Nasci, cresci e inizi a giocare,
osservare il tuo piccolo mondo
che si riempie di altre persone.
Età differenti, profumi differenti e…
atteggiamenti o azioni differenti.
Così diverse che…
io, A un certo punto scoprii,
che i grandi comunque andasse
avevano sempre la meglio.
Avevano sempre RAGIONE.
Pretendevano anche arrogantemente una sorta di:
“Signor sì Sig Tenente
oppure potevi scegliere come opzione
“Sì padrone”.
Nasci,
e dove lo capirai scoprendolo man mano.
I più fortunati son nati dove i grandi sono stati brave persone.
Affettuose e amorevoli.
Con un ottima e adeguata posizione sociale,
i NATI CON LA CAMICIA li chiamiamo in realtà.
Per il restante…
potevi protestare quanto volevi ma…
il posto di comando era occupato da loro.
Cresci e scopri il dolore delle cadute.
CADI, si fa la crosta e poi passa;
cadi nella tana d’un lupo e per aver fatto tardi… e te becchi pure le botte.
Botte sui lividi violacei fatti da piccoli vigliacchi senza cuore.
Nasci senza ombre,
senza cadaveri sotto i piedi.
Nasci, cresci, vivi.
Abiti forse…
in una casa colma di calore o magari
in una piena zeppa di malanni perversi?
Dormi in una stanza colorata
o sei stato messo in un angolo e poi nell’altro?
Crescendo ho imparato che:
Se ascolti la stessa canzone per un mese la impari a memoria, pensa negli anni.
Ho imparato che di fondo,
l’amicizia e l’amore sono una ricchezza che in troppi ostentano,
e non essendone capaci di provarle, ti costruiscono castelli con le carte.
Ho imparato a sorridere sempre,
anche quando dentro il petto il cuore si spezza dal dolore, quando non mi permettevo di crollare, di ferire, di contraddire e di ribellarmi…
e ho imparato che il ruolo con cui indichi le persone non garantisce ciò che sono realmente.
Poi ho imparato che sono ricca.
Ricca per ciò che sono in grado di capire oggi più di ieri.
Ricca nel rileggere il passato con una chiave diversa.
Chiave che, non cambia di certo il risultato che avrai, ne di ciò che ti consentirà di aprire, ma cambierà molto la compassione che proverai per te stesso.
Nasciamo per cosa?
C’è chi questa domanda se l’è sempre posta,
e chi invece da sempre se la evita.
C’è chi s’illude che il posto in cui nasce sia sicuro e chi non ha mai avuto nessun dubbio sul fatto che lo fosse.

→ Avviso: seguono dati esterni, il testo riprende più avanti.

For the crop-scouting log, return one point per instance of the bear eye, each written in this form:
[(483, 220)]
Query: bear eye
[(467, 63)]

Nasci, e che tu lo sappia o meno,
ciò che sei destinato ad essere
in alcuni posti è irrilevante.
Irrilevante perché ti faranno sempre vedere una te differente da ciò che sei destinata ad essere.
Nasci, cresci, cammini sul mondo.
Incontrerai altre persone, ti confronterai con loro o meno, ci sarà chi poco ti ama e chi meno ti gratificherà.

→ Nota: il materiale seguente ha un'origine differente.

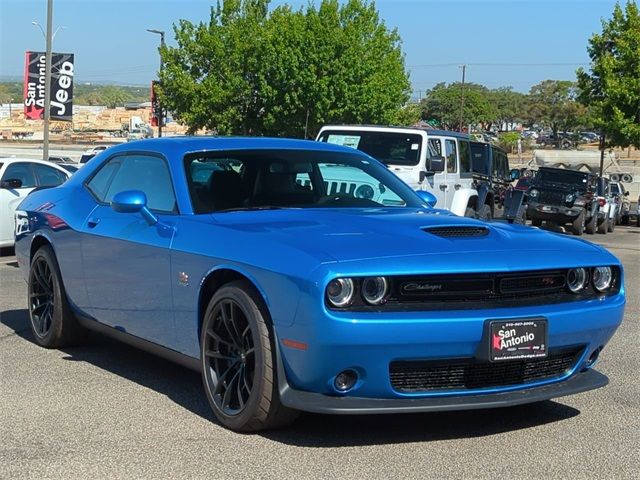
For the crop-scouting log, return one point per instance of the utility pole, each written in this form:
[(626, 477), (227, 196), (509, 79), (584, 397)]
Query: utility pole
[(160, 107), (47, 82), (464, 69)]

Tu viaggerai e vedrai tramonti differenti pur sul volto dello stesso cielo, ed è così che comprenderai che ogni giorno è diverso anche se è sempre “un altro giorno come tanti“.

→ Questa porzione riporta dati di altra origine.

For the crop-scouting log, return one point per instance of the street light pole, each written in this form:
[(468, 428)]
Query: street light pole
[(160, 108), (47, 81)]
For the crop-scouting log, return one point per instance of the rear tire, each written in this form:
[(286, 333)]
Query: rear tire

Nasci e ti auguro di imparare prima di tutto a pretendere il rispetto della tua dignità, a partire da te stessa; di imparare a non darti mai per vinto e a credere sempre che possiamo essere persone migliori, nonostante chi ci giudicherà male.
Nasciamo ma…
Ma ignorano tutti, anche chi dice di amarti.

Sei solo di passaggio su questa Terra e lasciare o meno un buon ricordo…lo scegli solo tu stesso.